Cannoli, filled with fresh ricotta, is just the best known variety. When you make a closer study, you discover a world of confections as beautiful to look at as they are sweet to eat: green cassata cakes made of almond, sugar, vanilla, buttermilk curd and candied fruit; perfectly formed marzipan prickly pears and tomatoes; lemon-flavored cuscinetti (small fried pastries); buccellati (hard, baked cookies) twisted around fig, cinnamon and clove comfit; an almond and egg white confection known as sospiri (pastry made from sponge cake); and the endearing almond-citron baby lambs that arrive on Good Friday for Erice's famous I Misteri celebration.

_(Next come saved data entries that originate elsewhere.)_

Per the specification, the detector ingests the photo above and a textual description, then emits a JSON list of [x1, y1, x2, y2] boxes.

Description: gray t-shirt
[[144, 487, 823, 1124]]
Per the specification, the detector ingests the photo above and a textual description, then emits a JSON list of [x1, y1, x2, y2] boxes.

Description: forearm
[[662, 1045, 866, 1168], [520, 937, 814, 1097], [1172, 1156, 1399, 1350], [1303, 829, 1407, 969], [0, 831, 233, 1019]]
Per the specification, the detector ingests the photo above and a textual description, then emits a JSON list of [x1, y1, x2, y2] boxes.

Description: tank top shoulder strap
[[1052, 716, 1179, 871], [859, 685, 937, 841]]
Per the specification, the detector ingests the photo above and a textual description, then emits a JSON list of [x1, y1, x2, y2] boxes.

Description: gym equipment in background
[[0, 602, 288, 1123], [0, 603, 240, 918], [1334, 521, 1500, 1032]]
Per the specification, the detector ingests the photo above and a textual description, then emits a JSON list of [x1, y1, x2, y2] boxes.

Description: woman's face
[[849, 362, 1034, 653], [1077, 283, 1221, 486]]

I sought out this particular pasticceria because I'd read "Bitter Almonds," part memoir, part cookbook, co-written by Grammatico and American-born writer Mary Taylor Simeti. It's set in the sad, lean years after World War II and tells the story of Grammatico's childhood in the Erice orphanage of San Carlo where she learned the art of Sicilian pastry making.

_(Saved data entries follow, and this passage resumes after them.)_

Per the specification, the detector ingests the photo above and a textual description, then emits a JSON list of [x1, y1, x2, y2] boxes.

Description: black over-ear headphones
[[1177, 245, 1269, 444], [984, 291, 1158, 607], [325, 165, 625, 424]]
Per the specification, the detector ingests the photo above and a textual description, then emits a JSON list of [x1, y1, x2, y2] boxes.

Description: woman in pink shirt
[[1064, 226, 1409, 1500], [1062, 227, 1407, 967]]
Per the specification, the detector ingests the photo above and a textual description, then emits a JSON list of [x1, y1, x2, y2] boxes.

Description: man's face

She was 11 when she entered the orphanage, run by cloistered nuns who supported the institution by selling their pastry creations through a small revolving portal. The little girls spent their days painting marzipan apricots and cherries, making lemon preserves, shelling almonds with a hammer and stone. The almonds, grown in the arid fields around Erice, were ground to a pulp and used in place of flour, giving the pastries their special flavor and consistency.

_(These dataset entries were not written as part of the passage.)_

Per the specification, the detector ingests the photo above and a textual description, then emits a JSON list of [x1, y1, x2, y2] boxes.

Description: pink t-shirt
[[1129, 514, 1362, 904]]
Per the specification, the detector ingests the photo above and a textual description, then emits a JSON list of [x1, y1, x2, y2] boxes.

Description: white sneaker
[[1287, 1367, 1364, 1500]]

The rest of the time, the orphans read their missals, and went to Mass and confession. When there was a funeral in town, they preceded the coffin to the cemetery halfway down the mountain, a long line of girls walking two by two in black dresses and veils. It wasn't a happy life, and they had to stay at the orphanage until they turned 21.
When Grammatico left in 1962, she took little more than her knowledge of Sicilian pastry making with her.
Poised on top of fabled Mt. Eryx, Erice now attracts tourists who wander its medieval streets and gaze over its ramparts to the wild coast of western Sicily 2,400 feet below. On Via Guarnotti, I found the Church of San Carlo with its beautiful majolica tile floor, now a cultural center. The smell of baking led me on to Pasticceria del Convento, where I had a hard time deciding what to buy.
Outside the shop in the Piazza San Domenico I opened my little bag and tasted my first bocconcino, an orphan's epiphany made of sugar, almonds and lemon.